When asked how you would define happiness what would it look like? Would you list things like a nice home? holidays? health? a job you loved? a loving partner? If so are all those things really necessary for happiness? Many people don’t have any of those things but still feel their lives are full and happy.

When I think about happiness I feel it is a place where I am at peace with myself. Happiness comes with genuine self acceptance of all our flaws, who we are, all our mistakes, all our experiences that have shaped us. It is a place internally of having worked through all of it and being back to the true authentic self we were born to be before all those relationships, traumas and life made us feel, shame, not good enough, too much, unlovable or any of the other negative views that may have been imposed on us or we have imposed upon ourselves..

When we were born we were who we are meant to be, before the world got its hands on us. We didn’t feel pressure to be a certain way, please certain people, travel a certain path. That authentic being inside you is where your true happiness lies. Stripping back all the hurt, judgement, shame, disappointment and anger, working through it and finding that child again means you can be yourself, love yourself and travel your path purposefully.

Doing the work to find that kind of happiness is not easy. Society has done a job on us and there are opinions, judgements and ideas that you have been listening to for so long that it takes a lot of work to address. I think our childhoods and relationships as well as living within our current society leave us all with coping strategies and triggers we need to work through.

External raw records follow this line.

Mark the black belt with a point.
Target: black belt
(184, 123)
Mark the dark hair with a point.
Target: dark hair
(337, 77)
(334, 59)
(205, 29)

When we have worked on finding self acceptance, we can really experience love for ourselves that allows space for genuine relationships with others that are not based on a “need” we have from someone else to fulfil a part of us that is hurt, or make us feel worthy but our relationships become a place that we gain love from others and give it without it being something we are relying on to complete us and make us happy. When we place our happiness in someone else’s hands we give them control of everything. True happiness is found within yourself and shared with others with the knowledge that it cannot be taken from you without your permission.

To experience happiness there needs to be level of gratitude for what we have. Being thankful and expressing it daily, leaves no room for negativity. Gratitude helps us to find happiness in the simplest of things: waking up in the morning, our morning coffee, the sound of the birds outside, the warmth of our bedroom….. and when practised daily it really forces us to feel that appreciation of life and what we have. Starting your day listing what you are grateful for is a fantastic way to introduce positivity and happiness first thing in the morning and setting your day off to a great start.

I think connection with others is important for happiness too. It is through working on ourselves and then connection with others that we learn and grow. We experience hurt, disappointment, kindness, love for others but all of those things are experienced differently when we are coming first from a place of self love and worth because when you have found that there is no fear of rejection or pain, you are confident in who you are.

I am a long way from this kind of self love and happiness but I have begun my journey and have quickly realised there’s a lot of work to do but I am already seeing, that questioning why I am feeling and experiencing different emotions and reactions in situations and relationships is showing me so much about where my insecurities are and how past events formed my behaviours. Its not easy to look so closely at yourself, it takes courage because we all have parts of ourselves we hide but if you’re brave enough it can bring so much growth and happiness into your existence.